The advanced statistics revolution is out of control. At first it was a breath of fresh air in a room full of stodgy, unenlightened writing. Advanced statistics were a needed dose of empiricism during an era when columnists distorted the definition of fact and opinion. They also led to a newfound respect of previously under-appreciated players, coaches and teams whose contributions to winning weren’t properly recorded, and have led to a more nuanced understanding of the game of basketball.
Perhaps it was inevitable, but we have reached a point in which the quality of basketball analysis has been degraded specifically because of the increased ubiquity of statistics. Basketball writing today suffers from three problems that certainly existed 10 or 20 or 30 years ago, but not to the same degree that they exist today.
An unjustified depiction of certainty.
On a scale of understanding from “impossible to tell if LeBron James is better than Adam Morrison” to “why bother playing the games, our simulations are 100% accurate”, we are much closer to the former than the latter. The increasing closeness to the sort of certainty provided by quantitative evidence has been grossly exaggerated, and thus statistics are being used by writers to end discussions rather than begin them.
Take this perfectly reasonable, defensible position: Tony Parker is one of the best five point guards in the NBA. If somebody wrote a piece asserting this, a sneeringly toned comment like, “You’re an idiot. According to [insert advanced metric of choice] Parker was the seventh best point guard in the NBA last year” would show up.
There are numerous problems with this commonly uttered sentiment. It posits that there is a definitive way to objectively measure the skills and abilities of basketball players to rank them. There isn’t. It also creates a false tautology. Does best mean across the past season, or a career, or perhaps for the upcoming season? To those misusing advanced statistics, it doesn’t matter because the definition of best is the one with the biggest [insert advanced metric of choice], and we measure who the best is by [insert advanced metric of choice]. Within this self-reinforcing cycle, there is no room for discussion.

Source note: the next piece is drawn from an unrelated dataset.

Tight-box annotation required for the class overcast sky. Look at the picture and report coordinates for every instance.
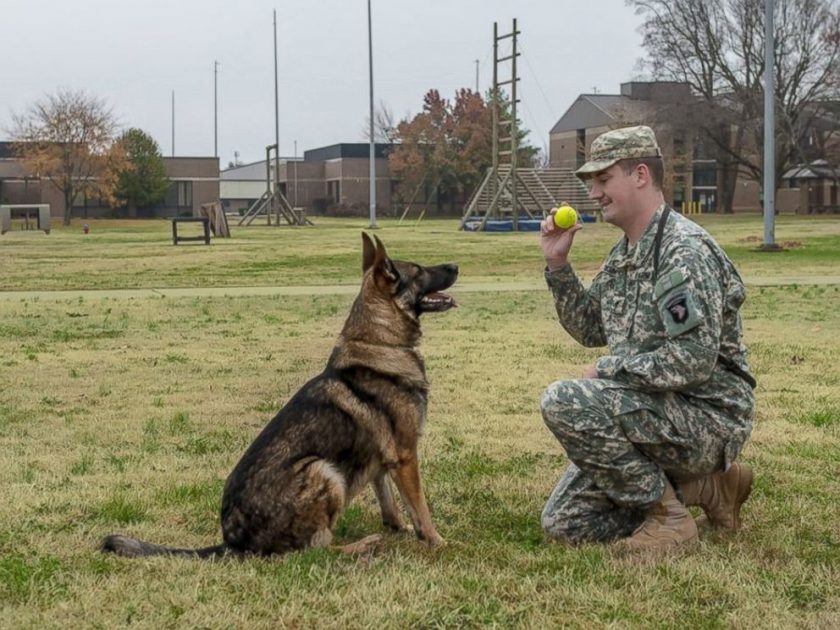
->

Advanced statistics are an improvement on the information understood 20, or even five, years ago. We have a better understanding of how players claim rebounds now that we don’t solely measure rebounds, but also total rebound percentage. What that means is we better understand the skill of rebounding. What that doesn’t mean is that we fully understand the skill of rebounding. Any practitioner of advanced basketball statistics should tell you that there is still much more about basketball that we don’t know than we do know.

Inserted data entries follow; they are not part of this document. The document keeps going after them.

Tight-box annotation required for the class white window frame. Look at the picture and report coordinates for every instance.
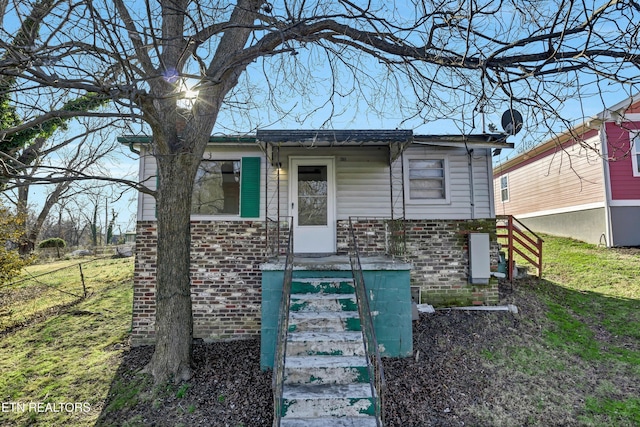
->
[404,154,451,205]
[191,153,242,221]
[500,174,510,203]
[629,131,640,177]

So why are advanced statics used more often to win arguments than they are to explore questions?
Perhaps one of the causes of the above problem is statistically illiterate writers. Primary schools, secondary schools and colleges across the United States are pushing math requirements and increasing the use of numbers in traditionally non-quantitative courses. Educators have recognized that many (most?) Americans graduate without enough statistical literacy to effectively do their taxes, save for retirement, calculate the cost of groceries and every other regular chore that requires math.
Statistical illiteracy impacts both the production and the consumption of basketball writing. While quantitative education has moved forward at a glacial pace, the use of advanced statistics in basketball writing has rapidly emerged in the last ~10 years. This has led to an increasing disconnect between the statistics NBA teams use and the average basketball writer’s ability to understand them. Thus you have writers (not necessarily maliciously) incorrectly using advanced statistics and misinterpreting what they do and do not say.
Now, writers (and people) have always warped numbers to suit their purposes—lies, damned lies, and statistics and what not—and advanced statistics are no different. The difference is that 10 years ago the average basketball reader understood the concept of points, rebounds and assists and how they should be used. They were an effective check against any abuse of the numbers.
Instead we have a situation where writers are incorrectly using advanced statistics—usually by believing they are much more powerful and explanatory than they really are—and readers that don’t have the tools to evaluate their claims.
The writing sucks.
This is perhaps a complaint based solely on aesthetics, but what is writing if not arranging words in not only an informative but also pleasing arrangement? As Ethan Sherwood Strauss asserted when I interviewed him, numbers and words don’t meld together seamlessly. It is easier to write a compelling story without numbers because the writer has full control over the prose. The addition of numbers takes some of this control away and gives it to the “empiric” evidence being presented.
Take this piece on shooting efficiency for example. The conclusions may be interesting, but the 1,000 words are stilted and awkwardly broken up by graphs and explanations of the methods used. That’s not to say it’s impossible to write well with numbers—Sherwood Strauss points to John Hollinger and Tom Haberstroh as writers able to do it effectively and compellingly—it is just more difficult to do so. There aren’t too many basketball writers who are good at writing, fully understand advanced statistics and have the ability to seamlessly combine these two things.
I’m not here to tell anybody how they should or should not enjoy the game of basketball. If the increased use of advanced statistics in basketball writing is something that you enjoy, bully for you.
From a macro perspective however, the use of advanced statistics is leading to a degradation in the overall quality of basketball writing. Especially among those that would traditionally be described as “bloggers”, the movement towards empiricism has resulted in a reduction in creative forms of writing. There is more writing that serves to win an argument or be “right” about a point, and less writing designed to explore the unknown. There is a greater homogeneity in viewpoints when it is agreed upon that [insert advanced metric of choice] is the ultimate arbiter of value.
Sometime later today the NBA will officially announce that it is purchasing and installing movement-tracking cameras in all 29 NBA arenas. This torrent of data will no doubt be a boon for analysts inside basketball, but for my enjoyment of the craft of basketball writing, I hope it stays proprietary for at least a few years.